The majority's position reflects its concern that failure to suppress evidence in cases like these will “eviscerate fundamental Fourth Amendment protections.” (Maj. Op. at ¶ 26.) That concern is a weighty one. I agree with the majority that when a defendant can demonstrate law enforcement officers used a physician as a mere instrument for performing searches they could not perform themselves, it is appropriate to suppress evidence the physician recovers. But the suppression remedy does not exist to punish unlawful conduct generally. It is meant to deter misconduct by law enforcement that is “sufficiently culpable that such deterrence is worth the price paid by the justice system.” Herring v. United States, 555 U.S. 135, 144, 129 S.Ct. 695, 172 L.Ed.2d 496 (2009). By punishing the officers in this case for a physician's misconduct merely because the officers deferred to a doctor's representations about a medical issue, the majority takes the exclusionary rule far beyond its permissible bounds.

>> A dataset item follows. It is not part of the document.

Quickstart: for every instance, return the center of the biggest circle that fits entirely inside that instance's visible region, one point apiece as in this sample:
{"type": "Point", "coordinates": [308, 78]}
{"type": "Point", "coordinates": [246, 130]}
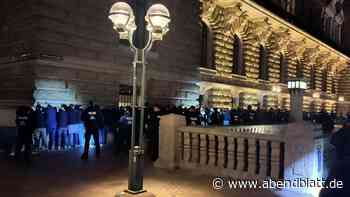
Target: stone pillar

Such an expansion is particularly unnecessary in this case because doctors already face substantial legal deterrents for engaging in conduct that would violate the Fourth Amendment if undertaken by state officers. For instance, a doctor may face civil liability under a medical battery theory if a physician performs a procedure on a patient against his will. See Blanchard v. Kellum, 975 S.W.2d 522, 524 (Tenn.1998) (“Performance of an unauthorized procedure constitutes a medical battery.”). A doctor could also face disciplinary action from the Tennessee Board of Medical Examiners for engaging in such conduct. SeeTenn.Code Ann.63–6–214(b)(4) (granting the Board authority to discipline a physician on the grounds of “[g]ross health care liability or a pattern of continued or repeatedhealth care liability, ignorance, negligence or incompetence in the course of medical practice”). Few doctors will be willing to countenance such risks in order to help the police obtain evidence, and broad application of the exclusionary rule is unnecessary to dissuade them from performing unlawful searches.
IV.
For these reasons, I would conclude that LaPaglia was not a “state actor” under the Fourth Amendment. I would therefore affirm the judgment of the district court. I respectfully dissent from the majority's contrary holding.